Three months after his escape, in November 1967, a man named “John Vincent Damon” married Jeanne Bouvia, a divorced mother of four, in Chicago. John worked in a restaurant. He was kind, dependable, a loving stepfather to Jeanne’s children.
When people asked about his past, John said he was an orphan from Chicago. No family. No history.
It was technically true. He had killed his parents, making himself an orphan.
Over the years, John and his family moved—Cincinnati, Miami, Los Angeles. In 1978, they divorced. John moved to New Zealand, then eventually settled in Tamborine Mountain, Queensland, Australia.
There, John Damon remarried, had children of his own, and worked as a salesman. He was known in his community as a good provider, a dedicated father who loved music and instilled strong values in his kids. He was intelligent, driven, warm.
Nobody suspected the friendly Australian salesman was an escaped American murderer.
On August 6, 2010, John Vincent Damon died in Australia at age 69 from complications from blood clots. He was buried at Tamborine Mountain Cemetery. His family mourned a beloved husband, father, and grandfather.
And William Leslie Arnold’s secret died with him.
Or so it seemed.
In 2020, Deputy US Marshal Matthew Westover in Omaha was assigned the cold case of William Leslie Arnold. He became obsessed with it, reading old files, tracking down former investigators.
Westover drove five hours to find James Arnold—William’s younger brother, who’d been 13 years old and not home when the murders happened. James, now in his 70s, agreed to provide a DNA sample, which Westover uploaded to a public ancestry database.

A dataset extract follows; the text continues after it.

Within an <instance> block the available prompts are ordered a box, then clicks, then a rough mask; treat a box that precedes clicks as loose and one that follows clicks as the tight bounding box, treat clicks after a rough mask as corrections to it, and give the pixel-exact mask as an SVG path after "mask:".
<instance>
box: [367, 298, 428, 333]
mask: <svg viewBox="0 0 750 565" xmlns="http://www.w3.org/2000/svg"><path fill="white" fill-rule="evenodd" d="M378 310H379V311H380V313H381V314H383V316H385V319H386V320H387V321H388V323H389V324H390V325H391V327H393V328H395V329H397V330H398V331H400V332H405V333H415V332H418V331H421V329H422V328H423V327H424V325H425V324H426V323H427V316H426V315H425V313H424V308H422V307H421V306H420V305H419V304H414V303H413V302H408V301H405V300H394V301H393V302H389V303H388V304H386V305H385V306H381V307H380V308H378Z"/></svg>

Nothing came back. The trail was still cold.
Then, in August 2022, Westover received an alert: James Arnold’s DNA had matched with another sample. A close relative.
The match came from a man in Australia who’d submitted his DNA to learn more about his father, John Damon, who’d died in 2010. The man knew only that his father had been an orphan from Chicago and wanted to discover his family history.
He had no idea he’d just emailed a US Marshal hunting for an escaped murderer.